According to provisional results from Latvia's national election commission, the right-wing opposition parties swept up most of the country's nine seats in the European Parliament.
The right-wing, free-market oriented For Fatherland and Freedom Party took four seats and 29.8 percent of the vote. It was followed with two seats and just under 20 percent of the vote for the conservative New Era party, which has been pressing for early elections.
The pro-business People's Party was the only one of the three-party ruling coalition that scraped into parliament with a single seat.
The leftist Human Rights in United Latvia, which defends Latvia's Russian speaking minority, and a rightist party also won one seat each.
Deputy Prime Minister Ainars Slesers brushed aside suggestions that the opposition gains could weaken his Green-led government coalition.
"I completely deny that these results could influence the stability of the current government," Slesers told AFP.
"I strongly believe that people did not express distrust in the government, because only the radical part of Latvias voters went to the elections, namely those who voted for radical Latvians and Russians," he said.
But New Era party seized the initiative, saying it was starting talks on forcing a new government line-up.

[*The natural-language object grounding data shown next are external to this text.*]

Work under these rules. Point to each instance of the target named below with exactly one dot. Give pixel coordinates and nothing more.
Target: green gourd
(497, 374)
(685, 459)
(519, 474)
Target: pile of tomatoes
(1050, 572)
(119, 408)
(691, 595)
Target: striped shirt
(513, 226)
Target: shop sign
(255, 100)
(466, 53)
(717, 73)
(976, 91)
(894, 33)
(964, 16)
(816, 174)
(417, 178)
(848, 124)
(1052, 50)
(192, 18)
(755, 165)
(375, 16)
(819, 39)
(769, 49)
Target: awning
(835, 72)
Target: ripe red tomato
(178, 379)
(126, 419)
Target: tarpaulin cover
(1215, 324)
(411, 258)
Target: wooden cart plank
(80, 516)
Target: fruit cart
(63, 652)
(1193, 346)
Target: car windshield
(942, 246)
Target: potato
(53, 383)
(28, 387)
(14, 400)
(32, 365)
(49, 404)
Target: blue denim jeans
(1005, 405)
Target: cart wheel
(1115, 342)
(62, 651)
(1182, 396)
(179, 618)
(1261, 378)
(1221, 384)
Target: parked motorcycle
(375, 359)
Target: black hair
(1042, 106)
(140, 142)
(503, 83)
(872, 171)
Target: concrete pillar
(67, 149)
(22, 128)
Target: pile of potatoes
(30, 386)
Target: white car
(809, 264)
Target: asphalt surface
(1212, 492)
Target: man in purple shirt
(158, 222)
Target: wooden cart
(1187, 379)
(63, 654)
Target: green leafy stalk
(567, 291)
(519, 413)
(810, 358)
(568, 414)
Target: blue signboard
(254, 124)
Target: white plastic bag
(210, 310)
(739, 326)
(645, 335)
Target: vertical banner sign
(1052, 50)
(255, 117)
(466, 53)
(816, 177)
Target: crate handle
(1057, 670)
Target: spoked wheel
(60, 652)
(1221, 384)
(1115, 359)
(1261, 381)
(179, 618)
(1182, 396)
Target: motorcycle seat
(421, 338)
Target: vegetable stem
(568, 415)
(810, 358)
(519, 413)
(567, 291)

Party leader Einars Repse, a former central bank chief, was pushed to resign as prime minister in February because of squabbling within his government coalition.
In neighbouring Estonia, the 14-month-old centre-right coalition government was also sidelined by the small pro-EU Social Democratic party which scored an upset by seizing three of the country's six seats with 36.8 percent of the vote, the national election committee announced.
Three rightist parties, including the liberal Reform Party, a member of the country's fragile and shifting coalition, shared the rest of the seats in Strasbourg, it added.
The governing centre-right Res Publica party of Prime Minister Juhan Parts finished last among the major parties in the poll with 6.7 percent of the vote behind its coalition partner, the agrarian People's Union.
"The result definitely cannot be seen as a confidence vote for the government," the prime minister's spokeswoman, Kristi Liiva, told AFP.
In Lithuania, early results showed the opposition Labour Party set up last year by populist Russian-born millionaire parliamentarian Viktor Uspakich was emerging at the top of the European ballot with 30.3 percent.
The ruling Social Democrats were trailing in second place with 14.4 percent, the national election commission said.
Uspakich commands broad support beyond the country's small Russian-speaking minority, with his blunt-speaking pledge to defend Lithuanian interests in the European Parliament appealing to poorer sections of the population.
While voting was brisker in Lithuania thanks to concurrent presidential election, the results in the other Baltic EU newcomers appeared to have been coloured by the low turnouts.
In Estonia, only 26.7 percent of voters -- 233,450 people -- ventured out on Sunday, less than half of those who voted in last year's national elections, while the official turnout rate in Latvia stood just above 41.2 percent.